Quatro estações de monitoramento da qualidade da água acabam de ser instaladas nos municípios de Nova Friburgo (Rio Grande), São Fidélis (Rio Dois Rios) e Campos dos Goytacazes (Rio Muriaé e Rio Paraíba do Sul). Os equipamentos fazem parte de projeto-piloto do Intecral (Integração de Ecotecnologias e Serviços para o Desenvolvimento Rural Sustentável), parceria do Programa Rio Rural, da Secretaria de Agricultura do

Estado do Rio de Janeiro, com o governo da Alemanha. Os equipamentos, de alta precisão, são os primeiros no estado a funcionar totalmente de forma automatizada, além de fornecer dados mais complexos e em tempo real sobre a qualidade da água e pontos críticos de poluição.

Há três anos, pesquisadores estrangeiros resolveram identificar gargalos produtivos no interior do Rio e propor soluções que respeitem o meio ambiente. No caso da água, a opção foi pela instalação das estações. Os equipamentos, que representam investimento de quase R$ 500 mil, foram desenvolvidos por empresas alemãs e doados ao governo do estado.
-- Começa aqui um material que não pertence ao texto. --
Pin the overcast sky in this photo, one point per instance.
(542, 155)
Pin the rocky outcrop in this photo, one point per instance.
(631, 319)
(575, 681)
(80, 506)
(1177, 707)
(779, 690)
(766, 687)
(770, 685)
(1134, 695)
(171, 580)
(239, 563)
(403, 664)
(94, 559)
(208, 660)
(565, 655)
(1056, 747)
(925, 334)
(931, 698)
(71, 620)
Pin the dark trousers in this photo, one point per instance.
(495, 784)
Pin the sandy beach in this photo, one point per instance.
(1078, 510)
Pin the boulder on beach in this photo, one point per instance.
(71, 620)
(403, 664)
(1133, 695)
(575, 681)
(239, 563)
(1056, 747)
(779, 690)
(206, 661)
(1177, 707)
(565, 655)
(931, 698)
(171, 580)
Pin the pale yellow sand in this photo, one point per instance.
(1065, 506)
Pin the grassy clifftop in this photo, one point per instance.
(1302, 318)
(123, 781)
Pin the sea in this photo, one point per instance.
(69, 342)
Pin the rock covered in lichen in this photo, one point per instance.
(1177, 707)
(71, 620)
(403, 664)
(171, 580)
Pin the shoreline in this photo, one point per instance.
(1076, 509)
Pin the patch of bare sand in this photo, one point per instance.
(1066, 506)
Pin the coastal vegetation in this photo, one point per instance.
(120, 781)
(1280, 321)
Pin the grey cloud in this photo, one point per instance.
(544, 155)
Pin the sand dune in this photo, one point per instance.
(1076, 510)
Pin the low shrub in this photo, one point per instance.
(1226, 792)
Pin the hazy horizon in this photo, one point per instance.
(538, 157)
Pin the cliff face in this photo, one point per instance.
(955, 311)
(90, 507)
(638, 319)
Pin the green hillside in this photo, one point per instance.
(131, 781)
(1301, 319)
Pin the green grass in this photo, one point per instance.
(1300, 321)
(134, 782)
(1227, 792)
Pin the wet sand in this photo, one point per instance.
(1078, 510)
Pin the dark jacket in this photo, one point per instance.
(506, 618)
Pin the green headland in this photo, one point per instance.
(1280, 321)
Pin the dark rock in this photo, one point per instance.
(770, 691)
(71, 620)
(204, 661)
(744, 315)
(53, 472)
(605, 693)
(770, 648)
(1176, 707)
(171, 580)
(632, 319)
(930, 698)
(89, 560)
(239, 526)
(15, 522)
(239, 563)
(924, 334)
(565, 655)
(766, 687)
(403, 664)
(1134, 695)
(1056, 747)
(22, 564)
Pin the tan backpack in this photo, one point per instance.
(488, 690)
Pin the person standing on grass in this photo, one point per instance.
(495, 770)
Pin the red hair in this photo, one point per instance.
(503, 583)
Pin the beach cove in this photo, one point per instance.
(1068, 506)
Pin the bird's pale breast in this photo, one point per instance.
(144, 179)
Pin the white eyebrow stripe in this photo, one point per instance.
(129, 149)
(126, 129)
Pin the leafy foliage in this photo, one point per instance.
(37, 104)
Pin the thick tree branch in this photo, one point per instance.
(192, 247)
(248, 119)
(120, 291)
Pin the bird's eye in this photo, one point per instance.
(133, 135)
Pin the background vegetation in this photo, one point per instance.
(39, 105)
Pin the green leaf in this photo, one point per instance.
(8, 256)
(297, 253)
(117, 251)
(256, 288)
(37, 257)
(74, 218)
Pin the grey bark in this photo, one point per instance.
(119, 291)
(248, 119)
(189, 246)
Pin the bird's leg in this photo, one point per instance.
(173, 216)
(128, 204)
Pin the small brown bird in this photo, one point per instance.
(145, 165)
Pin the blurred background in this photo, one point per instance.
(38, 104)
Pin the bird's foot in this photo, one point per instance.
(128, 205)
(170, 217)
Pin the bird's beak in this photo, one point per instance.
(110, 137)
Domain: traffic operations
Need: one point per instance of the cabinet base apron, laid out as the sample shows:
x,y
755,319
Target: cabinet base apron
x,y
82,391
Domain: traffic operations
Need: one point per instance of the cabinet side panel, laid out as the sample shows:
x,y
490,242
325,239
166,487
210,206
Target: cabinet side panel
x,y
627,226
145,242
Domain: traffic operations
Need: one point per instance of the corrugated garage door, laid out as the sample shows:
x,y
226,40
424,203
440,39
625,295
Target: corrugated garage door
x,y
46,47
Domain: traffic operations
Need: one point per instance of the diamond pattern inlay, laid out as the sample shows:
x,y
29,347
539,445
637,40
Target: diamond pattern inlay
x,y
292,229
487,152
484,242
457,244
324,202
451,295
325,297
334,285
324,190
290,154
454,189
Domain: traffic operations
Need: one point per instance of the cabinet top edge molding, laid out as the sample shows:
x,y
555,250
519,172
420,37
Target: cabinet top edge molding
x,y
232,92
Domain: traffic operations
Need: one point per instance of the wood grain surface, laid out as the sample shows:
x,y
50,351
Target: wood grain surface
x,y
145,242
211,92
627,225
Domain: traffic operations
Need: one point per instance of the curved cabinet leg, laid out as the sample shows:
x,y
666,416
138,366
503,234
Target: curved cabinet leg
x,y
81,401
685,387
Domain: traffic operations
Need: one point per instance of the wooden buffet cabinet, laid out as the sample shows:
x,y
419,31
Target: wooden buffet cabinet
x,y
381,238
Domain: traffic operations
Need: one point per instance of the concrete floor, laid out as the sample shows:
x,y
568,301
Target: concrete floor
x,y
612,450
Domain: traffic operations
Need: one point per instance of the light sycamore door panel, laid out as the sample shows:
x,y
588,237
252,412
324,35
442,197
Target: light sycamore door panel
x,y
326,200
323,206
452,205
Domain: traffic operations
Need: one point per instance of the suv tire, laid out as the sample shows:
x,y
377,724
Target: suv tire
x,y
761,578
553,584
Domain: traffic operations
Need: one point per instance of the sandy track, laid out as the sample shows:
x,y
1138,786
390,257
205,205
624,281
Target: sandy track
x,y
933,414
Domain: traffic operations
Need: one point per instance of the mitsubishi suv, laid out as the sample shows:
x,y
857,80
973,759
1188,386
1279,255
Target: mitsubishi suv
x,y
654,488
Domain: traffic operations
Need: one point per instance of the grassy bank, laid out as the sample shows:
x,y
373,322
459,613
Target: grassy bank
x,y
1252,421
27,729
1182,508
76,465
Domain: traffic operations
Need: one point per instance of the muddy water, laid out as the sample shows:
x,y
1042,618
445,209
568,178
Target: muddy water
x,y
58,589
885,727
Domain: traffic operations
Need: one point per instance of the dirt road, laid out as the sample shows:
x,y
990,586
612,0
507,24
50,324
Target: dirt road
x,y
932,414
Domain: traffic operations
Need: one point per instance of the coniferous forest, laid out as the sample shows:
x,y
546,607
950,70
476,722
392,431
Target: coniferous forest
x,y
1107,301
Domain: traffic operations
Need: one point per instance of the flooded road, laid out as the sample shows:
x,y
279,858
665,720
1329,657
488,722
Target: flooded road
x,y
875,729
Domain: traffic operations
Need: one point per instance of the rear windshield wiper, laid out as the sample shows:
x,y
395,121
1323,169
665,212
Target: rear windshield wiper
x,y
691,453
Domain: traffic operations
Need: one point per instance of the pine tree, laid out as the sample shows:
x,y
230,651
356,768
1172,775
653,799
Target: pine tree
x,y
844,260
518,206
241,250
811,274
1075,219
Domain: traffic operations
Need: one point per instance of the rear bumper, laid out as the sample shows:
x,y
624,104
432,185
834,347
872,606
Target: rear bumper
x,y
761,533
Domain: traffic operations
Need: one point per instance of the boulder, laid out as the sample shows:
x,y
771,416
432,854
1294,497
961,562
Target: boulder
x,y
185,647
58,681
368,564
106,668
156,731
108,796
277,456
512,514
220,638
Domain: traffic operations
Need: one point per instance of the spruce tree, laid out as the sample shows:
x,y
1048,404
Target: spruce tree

As sondas instaladas nas regiões Serrana e Norte fluminense trabalham de forma avançada. Além dos dados básicos da água, elas obtêm outros doze tipos de indicadores, como nível de turbidez (água barrenta), carga de amônia (indicador de bactérias) e clorofila (sinalizador de poluição). “Quanto melhor a qualidade da água, menos se gasta para tratá-la. Esses dados poderão ser utilizados pelos órgãos gestores dos recursos hídricos, como os comitês de bacias hidrográficas, as concessionárias de água e poder público”, explica Juan Ramírez, pesquisador de Gestão de Recursos Hídricos da Universidade de Ciências Aplicadas de Colônia, na Alemanha.

As estações funcionam através de sensores que realizam a medição dos indicadores e são encaixados em uma sonda, mergulhada na água. A sonda se liga a uma caixa receptora, em terra. Os fios da sonda são protegidos por uma tubulação de aço para evitar que sejam danificados. Os dados são atualizados de hora em hora e enviados, via Internet, até um software na Alemanha, que interpreta as informações e as transforma em relatórios que poderão ser acessados por qualquer interessado no assunto. “Isso é importante para o meio ambiente, porque teremos informações sempre em tempo real. Se houver poluição, temos que corrigí-la”, explica Peter Eichinger, engenheiro da empresa alemã responsável pela instalação dos equipamentos.

Para o secretário estadual de Agricultura do Rio de Janeiro, Christino Áureo, as estações de monitoramento representam um marco na gestão racional do uso da água. “Elas permitem que estejamos na vanguarda do monitoramento hídrico, fortalecendo as ações de sustentabilidade”, afirma. O monitoramento inicialmente será realizado na Europa e, futuramente, no Brasil. A fabricante alemã Seba Hydrometrie também mantém estações de monitoramento da qualidade da água em países como China, Zâmbia e Arábia Saudita.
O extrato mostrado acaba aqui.